Someone asked, "What's the most exciting thing you've done?" I could have said several things. I've been on safari in Africa, watched three of my children being born, seen my writing career take off after illness and failure. Thrilling experiences, but not the most exciting. My final answer, in one word, was - radishes. 

I've never done anything more exciting than growing my own radishes when I was three. I remember it so well.

First you raked the earth, then you made a groove in the soil with a stick, then you opened your packet of seeds, on the front of which was illustrated the platonic ideal of the radish. A huge crimson orb with a creamy base, topped by forests of greenery. My radishes would look like that!

Then you sowed your seeds, covered them up, impaled the empty packet on a stick through two holes and stuck it in the ground. And at three I honestly believed that picture on the packet had to face the row, so that, as the plants came up, they would know what to be.

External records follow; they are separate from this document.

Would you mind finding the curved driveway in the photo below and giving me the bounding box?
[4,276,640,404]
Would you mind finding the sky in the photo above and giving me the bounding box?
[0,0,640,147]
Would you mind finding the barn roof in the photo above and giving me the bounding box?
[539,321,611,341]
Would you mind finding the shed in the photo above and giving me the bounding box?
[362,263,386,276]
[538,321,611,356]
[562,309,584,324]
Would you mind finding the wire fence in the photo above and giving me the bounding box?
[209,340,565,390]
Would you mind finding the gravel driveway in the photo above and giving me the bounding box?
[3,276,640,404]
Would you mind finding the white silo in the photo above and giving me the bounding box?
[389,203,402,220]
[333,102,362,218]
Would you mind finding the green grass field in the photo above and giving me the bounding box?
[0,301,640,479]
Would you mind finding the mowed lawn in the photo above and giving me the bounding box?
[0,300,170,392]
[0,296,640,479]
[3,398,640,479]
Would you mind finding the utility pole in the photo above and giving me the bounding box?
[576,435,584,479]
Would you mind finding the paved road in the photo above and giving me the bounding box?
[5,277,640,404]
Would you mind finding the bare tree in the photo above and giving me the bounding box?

You'd squat on your haunches, staring at the ground, desperately hoping that the miracle might happen immediately. But of course, it didn't.

Oh, happy day, when green shoots first poked through the earth and became two minute leaves opening up like a pair of tiny hands, as if to say, "Here I am!"

Eventually, oh, second and happier day, the radishes were ready to pull. You'd carry a bunch of them proudly to your mother, and say, "Got a few radishes, mum." She would seem so pleased. That evening there they'd be on the tea-table - my radishes. You know, I hated radishes. 

But I loved my mother's reaction to that first small harvest. My mum died six years ago. I'll really miss her talent for appreciating. It taught me something about God. We haven't much to offer, but whatever it is, loaves and fishes, time, concern for others - radishes, he'll take it, appreciate it and perhaps use it in ways we never dreamed of. So exciting!